Red Hat Bugzilla – Bug 487030
no java universe (broken classpath)
Last modified: 2009-02-24 15:55:55 EST
Description of problem:
condor_status -java produces no output
Version-Release number of selected component (if applicable):
StarterLog:2/23 13:36:45 JavaDetect: failure status 256 when executing /usr/bin/java -classpath /usr/lib:/usr/lib/scimark2lib.jar:. -Xmx1906M CondorJavaInfo old 2
scimark2lib.jar is in /usr/share/condor, not in /usr/lib where classpath above is looking for it.
$ rpm -q condor
$ condor_config_val -v JAVA_CLASSPATH_DEFAULT
JAVA_CLASSPATH_DEFAULT: /usr/share/condor /usr/share/condor/scimark2lib.jar .
Defined in '/etc/condor/condor_config', line 1670.
$ ls -al /usr/share/condor/scimark2lib.jar
-rwxr-xr-x 1 root root 13756 2009-01-14 23:06 /usr/share/condor/scimark2lib.jar*
Is it possible that you modified /etc/condor/condor_config and now there's a condor_config.rpmnew that has the proper config for JAVA_CLASSPATH_DEFAULT?

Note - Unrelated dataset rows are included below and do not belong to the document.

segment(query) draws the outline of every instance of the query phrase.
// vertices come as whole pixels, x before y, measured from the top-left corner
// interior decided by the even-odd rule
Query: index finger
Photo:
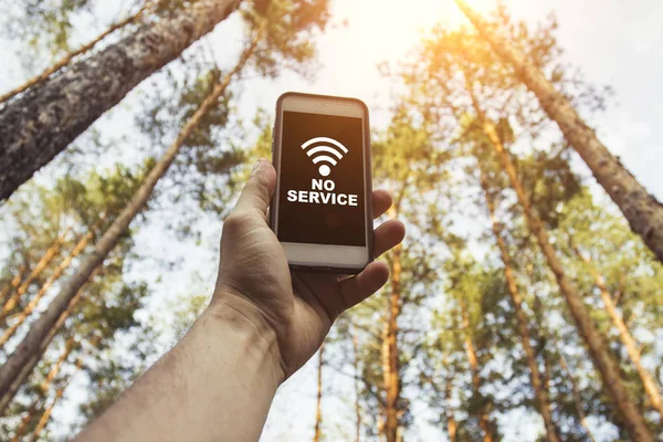
[[[235,213],[249,213],[259,211],[262,217],[266,217],[274,188],[276,187],[276,170],[272,164],[261,159],[255,164],[249,181],[235,204]]]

If so, you should take your changes to /etc/condor/condor_config and put them in the condor_config.local file. Then replace /etc/condor/condor_config with the rpmnew. Generally keeping your changes in the condor_config.local and leaving the condor_config in /etc so that the package can update it as things change.
You're right, sorry about that.
The problem is that in a large pool it's much easier to keep settings common to the pool in the central config file on an nfs share and use condor_config.local for settings local to the machine.
As opposed to distribution-default settings in central config file and settings local to the pool in local config file.
These include most of Part 1, almost all of Part 2 and large chunk of Part 3, whereas the only part that's really local is the list of daemons and start/preempt/suspend settings. I.e. my condor_config.local is 10 lines. Things like uid/fs domain, flocking and access list, pool name, admin e-mail etc. really belong in pool-global config file -- otherwise I have to somehow rsync them out to all the nodes while somehow not overwriting node-local settings at the same time.
One possible workaround is to use 2 local config files: "pool-global" and "really local". I might try that some day.
You can use the command generated config file trick (see 220.127.116.11 of UW's 7.2.1 manual).
Basically, you leave /etc/condor/condor_config alone, and in your condor_config.local add:
LOCAL_CONFIG_FILE = /bin/cat /nfs/condor_config/global /nfs/condor_config/$(FULL_HOSTNAME)|
(The key is the | at the end of the line)
You put your global stuff in the obvious place and your local changes in a file with the appropriate name.
The immediate downside is you need a $(FULL_HOSTNAME) file for each node, but you can get around that by exec'ing your own script instead of /bin/cat. If you're worried about hammering NFS you can be arbitrarily clever in your script.
LOCAL_CONFIG_FILE = /opt/condor/condor_config $(LOCAL_CONFIG_FILE)
in condor_config.local works, too. The only (minor) complaint I have is that with LOCAL_DIR defined as $(TILDE) I have to set condor user's home directory to /var/lib/condor in LDAP -- and /var/lib/condor doesn't exist on half the computers here. That and selinux whines about some already defined context.